Arash Sadeghzadeh

Arash Sadeghzadeh, Ph.D.

Senior Lecturer

Arash Sadeghzadeh is an experienced lecturer and researcher with nearly 20 years of academic experience in machine learning, data science, and control systems engineering. He has held research and teaching positions across several universities and international institutions.

He earned his Ph.D. in Automatic Control in 2010 and subsequently served as an Assistant Professor at multiple universities for about a decade. In 2009, he was a visiting researcher at École Polytechnique Fédérale de Lausanne (EPFL), Switzerland, collaborating on advanced control systems topics.

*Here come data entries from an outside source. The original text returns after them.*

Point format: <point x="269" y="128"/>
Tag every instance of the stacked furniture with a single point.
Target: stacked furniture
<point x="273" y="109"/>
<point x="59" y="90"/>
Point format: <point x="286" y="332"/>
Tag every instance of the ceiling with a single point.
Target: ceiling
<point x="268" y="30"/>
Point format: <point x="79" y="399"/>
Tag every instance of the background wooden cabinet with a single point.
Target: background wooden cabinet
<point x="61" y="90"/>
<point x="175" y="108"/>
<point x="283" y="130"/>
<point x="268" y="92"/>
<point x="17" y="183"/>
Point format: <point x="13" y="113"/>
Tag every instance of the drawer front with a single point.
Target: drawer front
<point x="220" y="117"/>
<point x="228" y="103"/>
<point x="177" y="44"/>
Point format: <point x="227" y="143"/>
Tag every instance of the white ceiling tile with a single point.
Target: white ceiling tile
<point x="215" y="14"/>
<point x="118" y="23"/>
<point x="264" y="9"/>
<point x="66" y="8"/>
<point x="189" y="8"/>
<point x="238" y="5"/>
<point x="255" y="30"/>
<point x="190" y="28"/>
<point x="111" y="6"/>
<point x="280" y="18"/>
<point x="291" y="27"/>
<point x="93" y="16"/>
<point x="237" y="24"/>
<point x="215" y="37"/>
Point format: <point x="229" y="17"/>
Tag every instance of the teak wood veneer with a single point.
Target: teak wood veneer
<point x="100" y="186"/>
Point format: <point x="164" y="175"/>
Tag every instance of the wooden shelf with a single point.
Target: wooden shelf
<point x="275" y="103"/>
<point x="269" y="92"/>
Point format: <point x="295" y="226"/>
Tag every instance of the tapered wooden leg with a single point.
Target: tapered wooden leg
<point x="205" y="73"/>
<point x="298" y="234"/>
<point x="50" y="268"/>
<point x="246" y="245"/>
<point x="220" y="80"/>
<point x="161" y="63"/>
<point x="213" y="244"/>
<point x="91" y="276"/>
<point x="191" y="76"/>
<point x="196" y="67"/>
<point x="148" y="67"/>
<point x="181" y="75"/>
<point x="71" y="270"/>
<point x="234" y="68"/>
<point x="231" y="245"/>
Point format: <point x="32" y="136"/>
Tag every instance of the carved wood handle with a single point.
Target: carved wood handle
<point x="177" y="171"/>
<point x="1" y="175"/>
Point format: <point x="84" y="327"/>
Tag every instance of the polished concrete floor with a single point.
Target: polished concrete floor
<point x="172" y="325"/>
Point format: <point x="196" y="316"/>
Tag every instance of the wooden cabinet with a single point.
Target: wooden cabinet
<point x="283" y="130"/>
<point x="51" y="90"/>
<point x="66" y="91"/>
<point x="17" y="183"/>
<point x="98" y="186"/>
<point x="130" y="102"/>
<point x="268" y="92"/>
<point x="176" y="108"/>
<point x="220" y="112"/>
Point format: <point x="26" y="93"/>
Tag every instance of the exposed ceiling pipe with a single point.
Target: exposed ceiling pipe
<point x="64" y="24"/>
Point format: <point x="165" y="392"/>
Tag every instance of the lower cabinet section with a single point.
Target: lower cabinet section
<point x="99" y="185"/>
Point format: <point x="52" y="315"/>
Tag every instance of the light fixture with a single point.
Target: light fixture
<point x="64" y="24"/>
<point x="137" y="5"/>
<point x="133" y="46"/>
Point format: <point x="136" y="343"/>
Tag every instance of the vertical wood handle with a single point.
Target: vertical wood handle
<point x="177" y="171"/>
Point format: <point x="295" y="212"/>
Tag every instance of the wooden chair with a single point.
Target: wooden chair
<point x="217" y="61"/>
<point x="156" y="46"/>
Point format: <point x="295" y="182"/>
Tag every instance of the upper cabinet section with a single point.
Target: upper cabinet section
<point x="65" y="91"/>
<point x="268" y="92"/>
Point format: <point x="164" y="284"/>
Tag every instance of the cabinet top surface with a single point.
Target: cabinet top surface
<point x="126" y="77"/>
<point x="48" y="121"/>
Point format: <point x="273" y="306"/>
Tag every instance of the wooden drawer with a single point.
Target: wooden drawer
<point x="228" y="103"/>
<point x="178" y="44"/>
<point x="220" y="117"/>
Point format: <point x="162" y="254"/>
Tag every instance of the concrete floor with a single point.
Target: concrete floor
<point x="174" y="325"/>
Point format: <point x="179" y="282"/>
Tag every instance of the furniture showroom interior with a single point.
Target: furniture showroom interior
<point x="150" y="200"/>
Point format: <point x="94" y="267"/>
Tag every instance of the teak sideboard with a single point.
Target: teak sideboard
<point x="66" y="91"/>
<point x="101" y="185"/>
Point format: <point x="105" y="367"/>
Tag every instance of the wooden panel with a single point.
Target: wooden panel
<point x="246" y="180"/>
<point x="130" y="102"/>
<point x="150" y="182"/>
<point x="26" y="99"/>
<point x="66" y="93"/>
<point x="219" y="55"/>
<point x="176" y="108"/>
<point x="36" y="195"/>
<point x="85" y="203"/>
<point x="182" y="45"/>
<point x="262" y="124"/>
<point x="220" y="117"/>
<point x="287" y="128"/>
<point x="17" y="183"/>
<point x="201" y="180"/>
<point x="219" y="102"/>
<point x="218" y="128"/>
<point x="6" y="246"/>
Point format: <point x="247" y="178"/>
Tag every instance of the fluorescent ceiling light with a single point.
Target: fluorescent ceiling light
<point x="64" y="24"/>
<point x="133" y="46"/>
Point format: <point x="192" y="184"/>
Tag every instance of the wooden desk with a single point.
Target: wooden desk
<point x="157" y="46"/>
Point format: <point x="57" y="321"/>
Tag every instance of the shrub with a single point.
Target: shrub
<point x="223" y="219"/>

In 2019, Arash joined Eindhoven University of Technology (TU/e) as a postdoctoral researcher, where he applied machine learning methods to the modeling of complex mechatronic systems. In 2021, he moved to the French National School of Civil Aviation (ENAC), University of Toulouse, where he continued as a postdoctoral researcher, focusing on the simulation, modeling, control, and formal verification of complex nonlinear aviation systems using machine learning techniques.

Since 2023, Arash has been with Breda University of Applied Sciences (BUas), contributing to both research and education in data science and artificial intelligence.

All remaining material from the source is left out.